Ia mengatakan banyak korban berjatuhan akibat asap karhutla, mulai dari infeksi saluran pernafasan akut hingga meninggal dunia. Hak masyarakat untuk mendapatkan udara sehat, kata dia, telah terenggut oleh asap.
Asap akibat kebakaran hutan dan lahan juga mengganggu kegiatan masyarakat sehari-hari, termasuk kegiatan anak-anak bersekolah. "Bagaimana anak-anak pergi ke sekolah bila kabut masih pekat dan membahayakan kesehatan mereka?" kata Anggota Komisi X DPR itu.
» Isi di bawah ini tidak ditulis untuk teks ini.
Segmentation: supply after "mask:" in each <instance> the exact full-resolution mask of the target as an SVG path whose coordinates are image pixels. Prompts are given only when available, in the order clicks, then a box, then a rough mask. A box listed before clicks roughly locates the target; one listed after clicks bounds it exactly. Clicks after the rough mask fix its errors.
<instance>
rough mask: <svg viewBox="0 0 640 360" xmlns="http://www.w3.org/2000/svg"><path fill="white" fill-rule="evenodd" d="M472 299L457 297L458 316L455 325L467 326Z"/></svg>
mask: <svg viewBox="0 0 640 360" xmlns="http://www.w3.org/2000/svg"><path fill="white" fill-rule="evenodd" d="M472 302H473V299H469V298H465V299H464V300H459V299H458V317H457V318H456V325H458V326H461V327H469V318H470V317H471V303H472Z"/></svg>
Ledia mempertanyakan program Kementerian Pendidikan dan Kebudayaan yang disebut akan mengadakan kegiatan belajar mengajar di tempat steril dari asap karhutla dan secara virtual. Menurut dia, program itu sepertinya tidak mungkin dilakukan karena untuk datang ke tempat belajar, anak-anak harus menembus asap.
Belajar secara virtual melalui grup perpesanan sekejap, juga Ledia nilai tidak akan efektif. "Tetap saja mereka tidak akan nyaman. Yang bisa dilakukan adalah belajar di rumah didampingi orang tua masing-masing," katanya.
Ia juga mendorong pemerintah melakukan tindakan-tindakan hukum yang tegas agar kebakaran hutan dan lahan tidak terulang. Pemerintah, kata dia, harus tegas dan adil dalam menegakkan hukum.
"Kita harus fokus kepada akar masalahnya, pemadaman dan menindak tegas para pelaku," ujarnya.